Sylwen Norden : J’étais un peu embêté à l’idée de parler une fois de plus des nazis, d’une seconde guerre mondiale alternative, alors qu’un grand nombre d’auteurs – et pas des moindres ! – l’avaient déjà fait avant moi ; mais comme mon personnage principal, je me suis rapidement attaché à cette fillette handicapée vendue à un cirque pour que ses parents, braves confédérés sans scrupules, ne tombent pas sous le coup de la loi sur la stérilisation – et de son anathème. Idem pour le personnage de Darwina, la vieille esclave noire, qui porte un regard amer sur le monde, le passé, le présent, et l’avenir de l’humanité.
La quête de John Crowley, enfant, pour retrouver sa sœur, puis sa participation forcée à la guerre en tant que scientifique, m’ont décidé à écrire ce texte.
Le personnage d’Anna Wolff, jeune femme nazie, m’a sans doute été inspiré par L’Excursion des jeunes filles qui ne sont plus, d’Anna Seghers. Texte onirique, nostalgique, fantastique et tragique, qui met en parallèle l’apparente innocence d’un groupe de lycéennes, lors d’une excursion sur le Rhin, avec ce qu’elles sont devenues quelques années plus tard sous le IIIe Reich.

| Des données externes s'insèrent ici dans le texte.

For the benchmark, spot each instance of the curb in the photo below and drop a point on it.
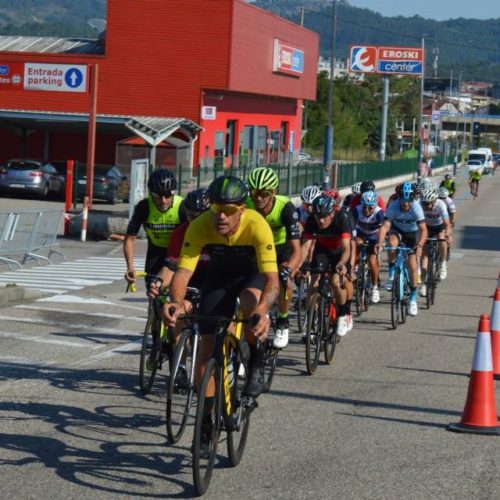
(14, 295)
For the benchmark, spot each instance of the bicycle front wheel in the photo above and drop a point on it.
(181, 386)
(396, 303)
(207, 428)
(314, 333)
(150, 353)
(238, 415)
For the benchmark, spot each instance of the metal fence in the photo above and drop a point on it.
(24, 233)
(295, 177)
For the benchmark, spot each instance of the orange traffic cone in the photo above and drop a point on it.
(480, 415)
(495, 334)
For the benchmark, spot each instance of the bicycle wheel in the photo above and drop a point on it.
(301, 306)
(329, 334)
(238, 423)
(270, 361)
(396, 299)
(207, 427)
(150, 353)
(314, 332)
(181, 386)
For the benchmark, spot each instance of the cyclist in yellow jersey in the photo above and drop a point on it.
(282, 217)
(242, 264)
(160, 213)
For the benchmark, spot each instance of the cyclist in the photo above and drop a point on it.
(369, 218)
(330, 230)
(438, 226)
(365, 186)
(160, 213)
(307, 196)
(242, 264)
(474, 178)
(283, 219)
(404, 222)
(449, 184)
(355, 191)
(450, 204)
(351, 274)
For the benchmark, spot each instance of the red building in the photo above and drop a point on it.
(204, 80)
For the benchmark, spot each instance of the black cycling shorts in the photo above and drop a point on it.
(220, 291)
(408, 239)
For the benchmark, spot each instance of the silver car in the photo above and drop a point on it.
(30, 177)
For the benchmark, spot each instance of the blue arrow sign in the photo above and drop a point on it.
(73, 78)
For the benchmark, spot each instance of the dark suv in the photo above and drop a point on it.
(30, 177)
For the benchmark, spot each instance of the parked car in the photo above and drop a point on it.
(109, 183)
(30, 176)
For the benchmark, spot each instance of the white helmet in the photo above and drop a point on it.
(309, 193)
(356, 188)
(429, 195)
(443, 192)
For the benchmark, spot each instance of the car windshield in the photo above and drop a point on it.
(23, 165)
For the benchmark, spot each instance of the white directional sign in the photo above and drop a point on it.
(55, 77)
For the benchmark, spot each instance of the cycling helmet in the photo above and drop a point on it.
(443, 192)
(367, 186)
(407, 192)
(263, 178)
(309, 193)
(429, 196)
(162, 181)
(334, 195)
(197, 200)
(323, 205)
(356, 188)
(227, 189)
(369, 199)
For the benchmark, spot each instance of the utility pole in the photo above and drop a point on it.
(328, 151)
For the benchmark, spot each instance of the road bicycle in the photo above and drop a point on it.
(400, 294)
(321, 323)
(363, 283)
(433, 268)
(181, 387)
(156, 347)
(230, 407)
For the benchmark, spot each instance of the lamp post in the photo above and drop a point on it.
(328, 151)
(421, 111)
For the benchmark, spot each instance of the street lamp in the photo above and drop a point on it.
(421, 110)
(328, 151)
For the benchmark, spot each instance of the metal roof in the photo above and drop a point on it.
(51, 45)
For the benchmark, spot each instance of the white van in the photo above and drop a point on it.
(477, 159)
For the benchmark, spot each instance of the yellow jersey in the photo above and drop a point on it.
(251, 246)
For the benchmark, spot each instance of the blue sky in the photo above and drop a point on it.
(433, 9)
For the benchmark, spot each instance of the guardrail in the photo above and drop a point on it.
(24, 233)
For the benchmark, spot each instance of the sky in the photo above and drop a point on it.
(438, 10)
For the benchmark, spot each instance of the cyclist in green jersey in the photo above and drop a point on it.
(282, 217)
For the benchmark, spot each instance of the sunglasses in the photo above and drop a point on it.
(219, 208)
(261, 193)
(158, 196)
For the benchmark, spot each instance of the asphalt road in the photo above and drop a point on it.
(371, 426)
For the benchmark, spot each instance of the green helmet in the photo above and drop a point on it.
(227, 189)
(263, 178)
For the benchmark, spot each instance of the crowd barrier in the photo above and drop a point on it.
(24, 234)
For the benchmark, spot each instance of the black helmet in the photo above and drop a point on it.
(227, 189)
(197, 200)
(323, 205)
(367, 186)
(162, 181)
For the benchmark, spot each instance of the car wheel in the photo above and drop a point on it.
(113, 199)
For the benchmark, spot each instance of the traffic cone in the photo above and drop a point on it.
(480, 415)
(495, 334)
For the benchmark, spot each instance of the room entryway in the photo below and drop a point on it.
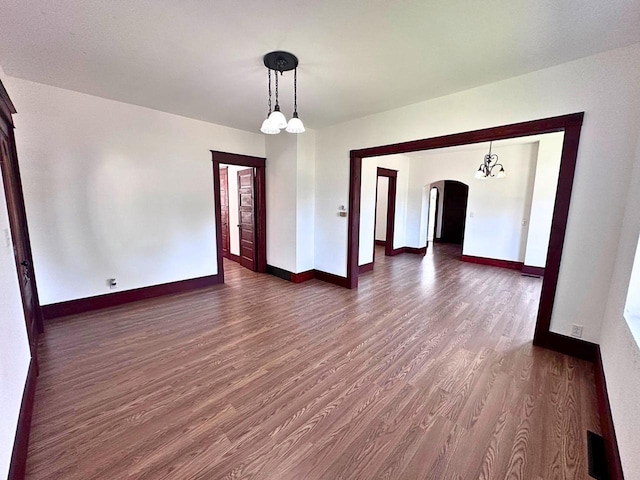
(239, 188)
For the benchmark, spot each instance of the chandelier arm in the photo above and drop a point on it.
(295, 90)
(277, 104)
(269, 70)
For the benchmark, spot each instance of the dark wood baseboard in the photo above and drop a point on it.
(18, 465)
(302, 276)
(568, 345)
(614, 465)
(279, 272)
(494, 262)
(331, 278)
(414, 250)
(533, 271)
(233, 257)
(290, 276)
(367, 267)
(81, 305)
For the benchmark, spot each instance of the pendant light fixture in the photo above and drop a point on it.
(268, 126)
(281, 62)
(486, 167)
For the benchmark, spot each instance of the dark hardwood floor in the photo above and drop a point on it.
(426, 371)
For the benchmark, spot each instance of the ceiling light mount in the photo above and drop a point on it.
(280, 61)
(486, 167)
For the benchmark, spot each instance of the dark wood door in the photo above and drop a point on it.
(247, 218)
(20, 237)
(224, 206)
(454, 212)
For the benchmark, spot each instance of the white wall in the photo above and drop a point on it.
(14, 345)
(116, 190)
(606, 86)
(368, 202)
(544, 195)
(234, 233)
(305, 201)
(381, 208)
(282, 154)
(496, 207)
(620, 351)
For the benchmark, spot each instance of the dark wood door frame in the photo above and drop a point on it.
(435, 215)
(224, 210)
(259, 164)
(569, 124)
(247, 262)
(392, 175)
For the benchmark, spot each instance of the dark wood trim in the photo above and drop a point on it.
(331, 278)
(233, 257)
(494, 262)
(367, 267)
(387, 172)
(7, 109)
(17, 468)
(259, 163)
(353, 228)
(523, 129)
(279, 272)
(569, 124)
(533, 271)
(570, 346)
(614, 465)
(558, 230)
(414, 250)
(238, 159)
(302, 276)
(290, 276)
(81, 305)
(392, 175)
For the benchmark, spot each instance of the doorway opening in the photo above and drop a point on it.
(570, 126)
(450, 211)
(240, 210)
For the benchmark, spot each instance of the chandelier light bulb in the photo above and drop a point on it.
(268, 127)
(295, 125)
(277, 118)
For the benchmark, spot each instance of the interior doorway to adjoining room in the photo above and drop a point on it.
(448, 211)
(568, 126)
(240, 210)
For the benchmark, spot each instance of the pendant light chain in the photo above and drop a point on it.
(295, 90)
(269, 70)
(277, 104)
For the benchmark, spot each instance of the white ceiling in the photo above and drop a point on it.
(203, 59)
(482, 146)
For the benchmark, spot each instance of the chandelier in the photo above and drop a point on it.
(280, 62)
(486, 167)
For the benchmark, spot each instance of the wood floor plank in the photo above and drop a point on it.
(427, 371)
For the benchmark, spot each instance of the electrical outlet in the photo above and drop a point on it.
(576, 330)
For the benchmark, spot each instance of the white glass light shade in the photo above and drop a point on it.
(269, 127)
(295, 125)
(278, 119)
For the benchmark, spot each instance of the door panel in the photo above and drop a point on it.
(20, 238)
(246, 218)
(224, 205)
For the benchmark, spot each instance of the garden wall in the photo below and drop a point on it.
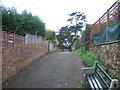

Actusf : Travaillez-vous sur d'autres projets uchroniques ou souhaitez-vous en faire à nouveau par la suite ?
Sylwen Norden : Oui, je travaille actuellement sur une courte nouvelle dont le Point de Divergence remonte à… un sacré nombre d’années cette fois… Je me pose la question suivante : est-ce qu’un élément, une éventuelle modification, aurait pu empêcher les bouleversements climatiques, la destruction massive des espèces et des écosystèmes que l’on doit à l’Homme ? Une sorte d’anthropocène alternatif et moins destructeur…
Actusf : Les mots de la fin vous appartiennent, c'est à vous !
Sylwen Norden : Un grand merci à Hermine et à Bertrand !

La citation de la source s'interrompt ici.